MELISSA BLOCK, host:
As the Obama administration attempts its health care overhaul, a new face of the uninsured is emerging: middle-income Americans. These are people who have lost their jobs and their health coverage because of the recession. Austin Jenkins of the Northwest News Network has this profile of one woman from the Seattle area. For the first time in her life, she's turning to a community health clinic for help.
(Soundbite of phone ringing)
CARMEN(ph) (Receptionist, Healthpoint Dental Clinic): Good morning, Healthpoint, this is Carmen. May I help you?
AUSTIN JENKINS: At the Healthpoint Dental Clinic in Redmond, Washington, Deborah Llavanes sits in the waiting room. She's here to get a couple of cavities filled. She discovered Healthpoint last winter when she got sick and needed a doctor.
Ms. DEBORAH LLAVANES: I am at Healthpoint because I do not have insurance coverage, and Healthpoint provides a sliding scale where, based on your income, you pay accordingly.
JENKINS: At age 53, for the first time in her adult life, Llavanes is uninsured. During the height of the real estate boom, Llavanes was working as a mortgage loan officer and made as much as $7,000 a month. Today, she's unemployed.
Unidentified Woman #1: Deborah?
Ms. LLAVANES: Good morning.
JENKINS: Soon, Llavanes is in the dental chair.
Unidentified Man: Let's do the (unintelligible).
Ms. LLAVANES: Okay.
Unidentified Man: ?because that one's bothering you and you do have one.
JENKINS: While Llavanes gets her cavities filled, I go next door to Healthpoint's medical clinic to meet Dr. Kim McDermott.
Dr. KIM MCDERMOTT (Pediatrician, Healthpoint Medical Clinic): I am a pediatrician, and I've worked here for almost 15 years.
JENKINS: Dr. McDermott says never in her career has she seen such a demand from people like Deborah Llavanes for the sliding-fee medical care her clinic provides.
Dr. MCDERMOTT: More patients who I would consider middle class are coming, and we didn't use to see that. We were more a safety net for the, you know, the poorest families in our state. But lately, I have seen more and more patients who, you know, had insurance and have lost it - so, a different demographic of patient than we used to see.
JENKINS: In fact, over the past year, Healthpoint reports a 27 percent jump in requests for appointments at its seven community health clinics in the Puget Sound region. Harder to come by are up-to-date national statistics on how the current economic crisis is swelling the ranks of the uninsured.

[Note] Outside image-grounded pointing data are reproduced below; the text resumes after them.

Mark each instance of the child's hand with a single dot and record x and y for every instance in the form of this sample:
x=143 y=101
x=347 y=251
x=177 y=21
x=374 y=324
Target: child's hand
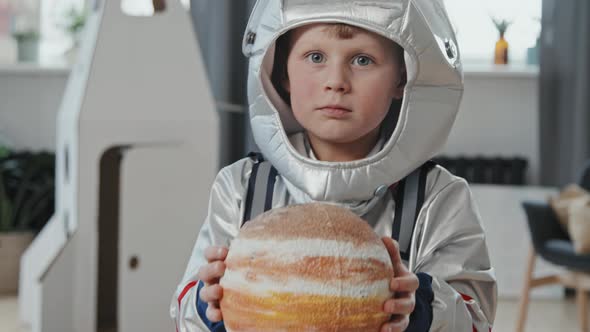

The most recent figures, from 2007, showed nearly 46 million Americans lacked coverage. But everybody in the health care field expects those numbers to be up significantly when new data is released this fall.
One figure that can be tracked, though, is visits to emergency rooms. According to the American Hospital Association, six in 10 hospitals report an uptick in uninsured visits to the ER.
Ms. JOHNESE SPISSO (University of Washington Medicine): We began seeing our first changes as early as October and November of this past year.
JENKINS: Johnese Spisso is with University of Washington Medicine, which includes Seattle's Harborview Medical Center, a regional trauma center. Besides more charity care cases, Spisso says UW Medicine is noticing another trend line.
Ms. SPISSO: One of the things we have seen is people delaying more of what, we sometimes in the health care industry call, elective surgery, and it's really not elective. It's scheduled surgeries - so things they need to have done that aren't a crisis, we're seeing people delaying that if they've lost their insurance.
JENKINS: More than half of the nation's hospitals are reporting this trend.
Unidentified Woman #2: Well, we have you down, and?
JENKINS: Back at the Healthpoint Dental Clinic in Redmond, Washington, Deborah Llavanes stops at the billing desk after her appointment.
Unidentified Woman #3: I know that you don't have any insurance. Can you make a payment for today's visit?
Ms. LLAVANES: Can I pay, like, $20 today?
Unidentified Woman #3: Sure. Not a problem.
JENKINS: For NPR News, I'm Austin Jenkins in Olympia, Washington.